We considered many different approaches to the object model and type system before settling on a model in which compact flattened heap storage is simply a JVM optimization for a null-restricted reference type. This strategy avoids the conceptual overhead that comes from generalizing the existing model of primitive types. Developers already understand objects and classes, and null-restricted types are a simple language enhancement that is useful as a general-purpose feature.
Risks and Assumptions
There are security risks involved in allowing instance creation outside of
constructors, via zero instances and non-atomic reads and writes. Developers
will need to understand the implications, and recognize when it would be unsafe
to declare an implicit constructor or implement the LooselyConsistentValue
interface.
Dependencies
This JEP depends on Value Classes and Objects (Preview), which establishes the semantics of identity-free objects and implements value object inlining.

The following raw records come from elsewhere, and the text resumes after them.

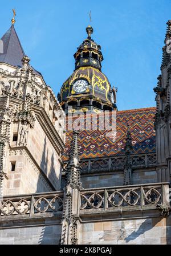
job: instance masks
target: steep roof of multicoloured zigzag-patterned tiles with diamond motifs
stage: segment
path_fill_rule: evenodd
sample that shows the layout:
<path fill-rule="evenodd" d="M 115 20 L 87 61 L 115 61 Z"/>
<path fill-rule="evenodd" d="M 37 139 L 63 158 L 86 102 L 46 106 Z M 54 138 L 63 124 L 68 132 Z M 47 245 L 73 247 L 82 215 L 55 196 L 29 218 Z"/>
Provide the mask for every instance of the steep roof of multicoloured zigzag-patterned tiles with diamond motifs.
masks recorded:
<path fill-rule="evenodd" d="M 150 153 L 156 151 L 154 114 L 156 107 L 117 111 L 116 136 L 107 137 L 106 130 L 82 130 L 79 134 L 80 158 L 109 157 L 124 154 L 127 123 L 129 123 L 133 153 Z M 70 118 L 70 117 L 69 117 Z M 92 122 L 92 121 L 91 121 Z M 72 131 L 66 133 L 66 149 L 63 160 L 70 152 Z"/>

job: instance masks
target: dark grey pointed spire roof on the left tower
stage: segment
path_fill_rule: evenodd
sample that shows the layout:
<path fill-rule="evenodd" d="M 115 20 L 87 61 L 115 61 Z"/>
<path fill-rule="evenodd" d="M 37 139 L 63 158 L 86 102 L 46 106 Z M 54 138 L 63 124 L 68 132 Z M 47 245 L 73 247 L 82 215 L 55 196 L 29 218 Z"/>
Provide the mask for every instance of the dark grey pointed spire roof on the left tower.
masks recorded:
<path fill-rule="evenodd" d="M 22 58 L 26 55 L 18 35 L 15 31 L 14 25 L 1 38 L 3 42 L 3 53 L 0 51 L 0 62 L 7 63 L 11 66 L 22 67 Z M 42 75 L 34 69 L 34 73 Z"/>

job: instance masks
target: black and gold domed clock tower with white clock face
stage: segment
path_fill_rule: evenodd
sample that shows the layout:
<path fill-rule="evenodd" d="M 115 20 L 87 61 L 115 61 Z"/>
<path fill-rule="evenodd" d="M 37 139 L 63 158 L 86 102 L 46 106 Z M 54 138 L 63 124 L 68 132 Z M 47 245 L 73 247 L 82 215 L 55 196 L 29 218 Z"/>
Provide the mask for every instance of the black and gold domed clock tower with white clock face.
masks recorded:
<path fill-rule="evenodd" d="M 100 45 L 91 38 L 93 28 L 86 28 L 88 37 L 74 54 L 74 73 L 63 83 L 58 99 L 68 113 L 100 113 L 116 110 L 116 90 L 101 72 L 103 55 Z"/>

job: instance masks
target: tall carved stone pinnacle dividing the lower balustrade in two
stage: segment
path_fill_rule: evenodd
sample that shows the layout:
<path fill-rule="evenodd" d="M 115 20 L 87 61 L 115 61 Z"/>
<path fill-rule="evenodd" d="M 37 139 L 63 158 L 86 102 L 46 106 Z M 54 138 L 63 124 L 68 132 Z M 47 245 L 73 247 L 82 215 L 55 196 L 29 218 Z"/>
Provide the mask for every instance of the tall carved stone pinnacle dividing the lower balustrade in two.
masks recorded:
<path fill-rule="evenodd" d="M 80 164 L 78 152 L 78 132 L 73 132 L 70 158 L 64 167 L 66 171 L 66 186 L 64 188 L 64 207 L 62 219 L 62 235 L 60 244 L 76 245 L 78 243 L 78 221 L 74 214 L 74 208 L 78 207 L 78 191 L 82 183 L 80 179 Z"/>

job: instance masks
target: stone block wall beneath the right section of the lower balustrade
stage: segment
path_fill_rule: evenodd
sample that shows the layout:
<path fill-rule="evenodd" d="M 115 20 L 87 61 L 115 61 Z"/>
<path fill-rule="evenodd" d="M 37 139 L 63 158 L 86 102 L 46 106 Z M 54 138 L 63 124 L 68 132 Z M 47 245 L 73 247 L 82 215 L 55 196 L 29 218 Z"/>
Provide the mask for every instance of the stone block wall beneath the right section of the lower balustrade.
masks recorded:
<path fill-rule="evenodd" d="M 171 244 L 171 217 L 87 222 L 80 227 L 83 245 Z"/>

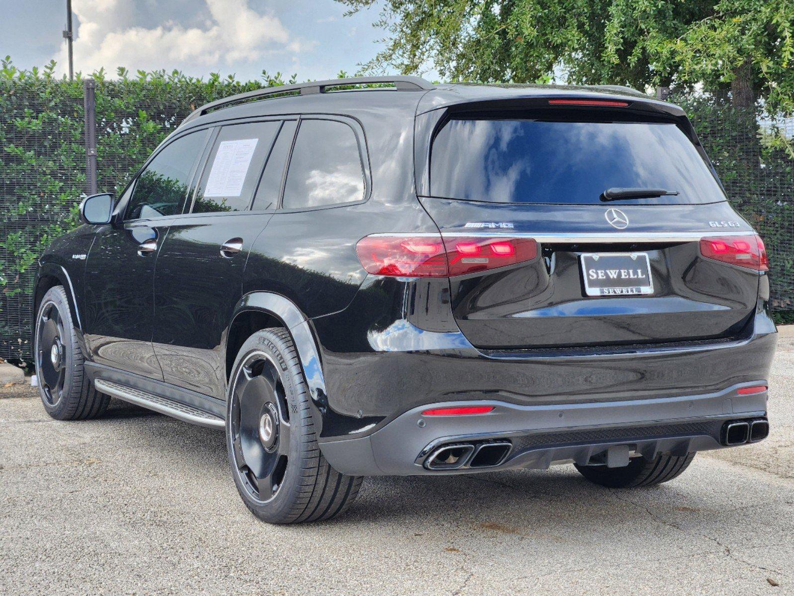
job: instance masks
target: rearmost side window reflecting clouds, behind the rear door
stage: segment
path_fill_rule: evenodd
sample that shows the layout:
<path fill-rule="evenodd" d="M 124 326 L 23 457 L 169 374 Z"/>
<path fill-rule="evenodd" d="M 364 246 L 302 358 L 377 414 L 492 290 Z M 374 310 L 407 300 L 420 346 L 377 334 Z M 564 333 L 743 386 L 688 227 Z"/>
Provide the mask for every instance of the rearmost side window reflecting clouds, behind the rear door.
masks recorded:
<path fill-rule="evenodd" d="M 292 149 L 284 209 L 364 199 L 364 170 L 353 129 L 333 120 L 303 120 Z"/>

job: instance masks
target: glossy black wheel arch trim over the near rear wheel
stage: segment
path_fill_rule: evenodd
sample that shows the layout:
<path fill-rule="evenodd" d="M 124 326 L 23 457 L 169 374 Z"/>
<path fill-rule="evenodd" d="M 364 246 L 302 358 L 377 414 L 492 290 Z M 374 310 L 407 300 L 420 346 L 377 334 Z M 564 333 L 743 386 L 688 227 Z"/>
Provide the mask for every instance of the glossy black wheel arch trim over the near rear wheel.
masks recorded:
<path fill-rule="evenodd" d="M 290 332 L 292 341 L 295 342 L 295 349 L 298 350 L 298 358 L 303 368 L 303 374 L 306 376 L 306 383 L 309 385 L 314 413 L 318 414 L 315 416 L 315 420 L 321 424 L 321 428 L 318 429 L 319 435 L 322 432 L 322 420 L 328 412 L 328 397 L 326 395 L 326 379 L 322 374 L 320 352 L 309 320 L 291 300 L 273 292 L 245 294 L 234 308 L 231 323 L 237 319 L 238 315 L 246 311 L 264 312 L 275 316 Z M 225 344 L 228 343 L 228 339 L 227 335 Z M 226 345 L 224 345 L 224 350 L 226 350 Z"/>

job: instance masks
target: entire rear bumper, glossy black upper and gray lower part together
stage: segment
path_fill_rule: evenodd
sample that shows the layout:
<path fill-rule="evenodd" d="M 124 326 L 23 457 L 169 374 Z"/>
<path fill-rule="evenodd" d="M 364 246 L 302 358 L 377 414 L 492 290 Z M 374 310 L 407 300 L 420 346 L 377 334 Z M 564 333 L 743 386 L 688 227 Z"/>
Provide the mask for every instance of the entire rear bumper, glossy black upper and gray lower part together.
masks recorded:
<path fill-rule="evenodd" d="M 344 311 L 306 322 L 322 361 L 312 389 L 319 443 L 337 470 L 454 473 L 427 470 L 422 454 L 455 440 L 510 441 L 500 469 L 587 463 L 609 445 L 702 451 L 720 447 L 727 420 L 765 416 L 766 392 L 737 393 L 768 385 L 777 332 L 761 302 L 736 339 L 506 354 L 468 342 L 445 292 L 432 278 L 372 278 Z M 473 404 L 495 409 L 421 416 L 431 405 Z"/>

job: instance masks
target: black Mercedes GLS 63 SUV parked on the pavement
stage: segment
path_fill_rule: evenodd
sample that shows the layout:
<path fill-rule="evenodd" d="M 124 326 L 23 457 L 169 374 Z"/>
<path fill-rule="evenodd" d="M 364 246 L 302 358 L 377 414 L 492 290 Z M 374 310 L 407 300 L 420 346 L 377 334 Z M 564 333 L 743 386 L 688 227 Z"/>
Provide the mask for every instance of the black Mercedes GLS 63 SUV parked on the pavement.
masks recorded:
<path fill-rule="evenodd" d="M 376 474 L 647 486 L 769 432 L 763 242 L 684 111 L 625 87 L 252 91 L 80 211 L 38 269 L 44 408 L 225 429 L 265 521 Z"/>

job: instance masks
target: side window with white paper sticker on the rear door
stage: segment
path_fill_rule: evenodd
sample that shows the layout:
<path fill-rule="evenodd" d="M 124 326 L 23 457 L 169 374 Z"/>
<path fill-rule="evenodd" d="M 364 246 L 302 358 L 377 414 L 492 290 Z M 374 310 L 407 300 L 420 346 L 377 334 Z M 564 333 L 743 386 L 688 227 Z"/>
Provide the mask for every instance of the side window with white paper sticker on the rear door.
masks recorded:
<path fill-rule="evenodd" d="M 245 211 L 281 122 L 223 126 L 196 190 L 193 213 Z"/>

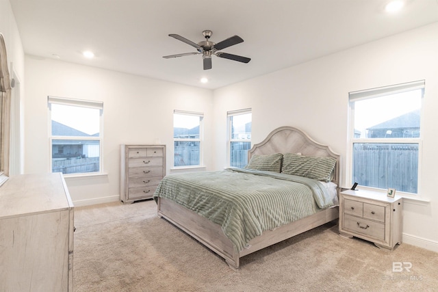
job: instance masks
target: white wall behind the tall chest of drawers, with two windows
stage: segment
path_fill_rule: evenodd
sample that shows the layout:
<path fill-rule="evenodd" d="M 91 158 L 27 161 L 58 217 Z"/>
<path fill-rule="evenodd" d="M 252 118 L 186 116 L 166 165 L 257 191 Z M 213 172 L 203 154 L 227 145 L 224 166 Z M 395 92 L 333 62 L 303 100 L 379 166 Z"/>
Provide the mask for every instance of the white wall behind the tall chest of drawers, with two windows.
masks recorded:
<path fill-rule="evenodd" d="M 120 144 L 166 144 L 169 173 L 174 109 L 205 114 L 205 165 L 213 165 L 211 90 L 30 55 L 25 62 L 25 173 L 50 171 L 47 96 L 103 101 L 106 175 L 66 178 L 76 206 L 119 200 Z"/>

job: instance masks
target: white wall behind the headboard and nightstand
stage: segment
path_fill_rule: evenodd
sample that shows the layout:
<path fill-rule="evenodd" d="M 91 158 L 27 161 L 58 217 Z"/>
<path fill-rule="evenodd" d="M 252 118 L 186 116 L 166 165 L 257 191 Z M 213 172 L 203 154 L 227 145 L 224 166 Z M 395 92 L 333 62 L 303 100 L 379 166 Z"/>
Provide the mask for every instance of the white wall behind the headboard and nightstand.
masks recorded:
<path fill-rule="evenodd" d="M 404 241 L 438 251 L 438 23 L 214 91 L 216 168 L 224 166 L 227 111 L 253 109 L 253 144 L 281 126 L 298 127 L 348 163 L 348 92 L 426 80 L 420 195 L 405 200 Z"/>

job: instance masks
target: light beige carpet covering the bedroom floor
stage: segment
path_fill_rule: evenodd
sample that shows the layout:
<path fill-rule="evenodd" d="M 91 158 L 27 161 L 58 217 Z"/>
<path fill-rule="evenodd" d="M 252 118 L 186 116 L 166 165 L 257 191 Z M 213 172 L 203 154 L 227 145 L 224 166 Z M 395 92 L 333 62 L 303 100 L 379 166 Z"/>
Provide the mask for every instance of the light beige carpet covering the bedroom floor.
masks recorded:
<path fill-rule="evenodd" d="M 76 292 L 438 291 L 437 253 L 406 243 L 387 252 L 335 224 L 245 256 L 239 271 L 157 217 L 153 200 L 77 207 L 75 227 Z M 403 262 L 410 271 L 398 271 Z"/>

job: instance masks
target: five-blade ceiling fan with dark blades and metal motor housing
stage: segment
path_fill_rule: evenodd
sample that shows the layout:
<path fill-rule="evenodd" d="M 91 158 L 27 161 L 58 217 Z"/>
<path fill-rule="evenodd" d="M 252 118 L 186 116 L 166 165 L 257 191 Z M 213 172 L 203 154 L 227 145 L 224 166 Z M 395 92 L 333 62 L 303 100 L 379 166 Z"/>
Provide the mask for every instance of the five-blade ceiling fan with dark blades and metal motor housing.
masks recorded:
<path fill-rule="evenodd" d="M 165 59 L 175 58 L 175 57 L 183 57 L 188 55 L 203 55 L 203 63 L 204 63 L 204 70 L 211 69 L 211 56 L 216 55 L 217 57 L 221 57 L 224 59 L 231 59 L 233 61 L 242 62 L 242 63 L 248 63 L 250 62 L 250 58 L 248 57 L 242 57 L 239 55 L 233 55 L 229 53 L 222 53 L 219 52 L 222 49 L 231 47 L 235 44 L 239 44 L 240 42 L 243 42 L 242 38 L 240 36 L 232 36 L 231 38 L 227 38 L 227 40 L 222 40 L 222 42 L 211 42 L 209 41 L 209 38 L 213 34 L 211 30 L 205 30 L 203 31 L 203 35 L 205 37 L 205 40 L 198 42 L 192 42 L 191 40 L 188 40 L 187 38 L 183 38 L 182 36 L 179 36 L 178 34 L 170 34 L 172 38 L 176 38 L 177 40 L 181 40 L 181 42 L 185 42 L 186 44 L 190 44 L 190 46 L 194 47 L 197 52 L 195 53 L 182 53 L 177 55 L 168 55 L 163 56 Z"/>

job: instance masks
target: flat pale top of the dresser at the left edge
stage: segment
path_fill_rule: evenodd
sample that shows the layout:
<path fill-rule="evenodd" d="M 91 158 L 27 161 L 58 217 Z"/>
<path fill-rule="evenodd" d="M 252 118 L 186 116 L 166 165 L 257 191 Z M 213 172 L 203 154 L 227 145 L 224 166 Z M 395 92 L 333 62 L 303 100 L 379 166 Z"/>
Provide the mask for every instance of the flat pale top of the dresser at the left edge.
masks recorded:
<path fill-rule="evenodd" d="M 0 217 L 73 208 L 60 172 L 11 176 L 0 187 Z"/>

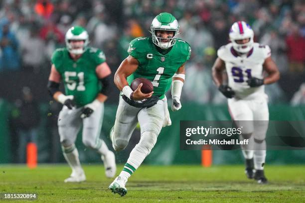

Building on this JEP, JEP 402: Enhanced Primitive Boxing (Preview) refactors the primitive wrapper classes as value classes with implicit constructors.
In the future, JVM class and method specialization (JEP 218, with revisions) will allow generic classes and methods to specialize field and array layouts when parameterized by null-restricted value class types.
More general support for nullness features will be explored in a future JEP.